Ailesinde belki de ilk muhtırayı, Londra’da üçüncü kızından yiyecekti. Kızı gelmiyordu. Orada okuyacaktı.
Kızı kararlıydı, ama Aydın Doğan da Kelkitli babaydı. O yıllarda uçağa binmeye çekindiği, hep arabayla gittiği halde, durumun aciliyeti nedeniyle uçağa atladı ve Londra’ya gitti.
Doğan Ailesi’nde ilk isyanın görüşmeleri işte orada bir otel odasında yapıldı. Hanzade Doğan, babasına kesin bir dille “Burada okuyacağım” dedi.
Babası bir ara çözüm önerdi. Burada başla, sonra seni Türkiye’de bir okula nakledelim...
HANZADE, OTEL ODASINDA BABASINI TEHDİT EDİYOR
Daha sonraki yıllarda, birlikte çalıştığı insanların yakından tanıdığı inatçı karakterinin aile içindeki ilk işareti işte o an verildi. Genç kız babasına kesin bir dille şunu söyledi:
“Öyle bir şey yapmaya kalkarsan, bütün Türkiye’ye benim için torpil yaptırdığını açıklarım...”
Tehdit mi? Yoksa büyük bir blöf mü... Bu soru aile içinde hiç sorulmadı. Dolayısıyla cevabı da verilmedi. Hanzade Doğan bugün bu hatırasını anlattığında, “Gerçekten yapar mıydın” diye soranlara şu cevabı veriyor:
“Doğrusu yapıp yapamayacağımı kendime hiç sormamayı tercih ettim...”

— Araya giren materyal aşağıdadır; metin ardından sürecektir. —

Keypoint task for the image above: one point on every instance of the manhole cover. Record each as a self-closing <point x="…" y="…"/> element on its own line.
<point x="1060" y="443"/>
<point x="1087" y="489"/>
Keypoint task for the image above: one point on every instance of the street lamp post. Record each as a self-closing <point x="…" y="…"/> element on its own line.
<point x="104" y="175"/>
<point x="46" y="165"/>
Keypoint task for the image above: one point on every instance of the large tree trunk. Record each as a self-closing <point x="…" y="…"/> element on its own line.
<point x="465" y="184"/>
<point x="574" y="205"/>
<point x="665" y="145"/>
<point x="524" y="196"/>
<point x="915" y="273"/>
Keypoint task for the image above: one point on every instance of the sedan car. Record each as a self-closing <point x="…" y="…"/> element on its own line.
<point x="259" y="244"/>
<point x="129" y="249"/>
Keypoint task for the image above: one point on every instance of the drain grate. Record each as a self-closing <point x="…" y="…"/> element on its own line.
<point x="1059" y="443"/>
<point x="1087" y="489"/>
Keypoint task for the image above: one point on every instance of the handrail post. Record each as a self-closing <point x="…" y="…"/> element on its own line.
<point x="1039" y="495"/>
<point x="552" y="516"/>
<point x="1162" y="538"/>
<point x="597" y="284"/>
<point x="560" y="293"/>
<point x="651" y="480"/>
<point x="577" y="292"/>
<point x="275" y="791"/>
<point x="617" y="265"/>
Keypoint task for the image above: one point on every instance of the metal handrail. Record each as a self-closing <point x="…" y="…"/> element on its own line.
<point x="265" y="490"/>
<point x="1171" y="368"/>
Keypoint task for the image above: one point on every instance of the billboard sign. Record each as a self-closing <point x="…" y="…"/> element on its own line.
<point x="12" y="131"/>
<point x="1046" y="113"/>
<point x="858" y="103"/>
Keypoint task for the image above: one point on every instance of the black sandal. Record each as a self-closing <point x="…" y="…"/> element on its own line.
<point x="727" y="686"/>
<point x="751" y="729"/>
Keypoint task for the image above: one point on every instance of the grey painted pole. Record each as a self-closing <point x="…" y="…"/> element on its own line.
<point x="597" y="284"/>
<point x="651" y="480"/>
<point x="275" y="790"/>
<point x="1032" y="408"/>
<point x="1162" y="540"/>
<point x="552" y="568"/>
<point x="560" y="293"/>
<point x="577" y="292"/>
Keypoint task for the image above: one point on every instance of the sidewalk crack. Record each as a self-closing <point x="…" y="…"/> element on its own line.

Sormamak da bir kararlılık değil mi...
AYDIN DOĞAN ŞANTAJA ŞARTLI CEVABINI VERİYOR
Tabii Aydın Doğan sadece iyi bir baba değil, aynı zamanda başarılı bir işadamı. Her başarılı işadamı gibi, en zor durumlar için bir çıkış stratejisi vardır. Aydın Doğan, “O zaman bir şartım var” dedi. Hanzade Doğan’ın belki de eğitim kariyerini tamamen değiştirebilecek şart şuydu:
“Oxford’u veya London School of Economics’i kazanırsan, burada kalmana izin verebilirim.”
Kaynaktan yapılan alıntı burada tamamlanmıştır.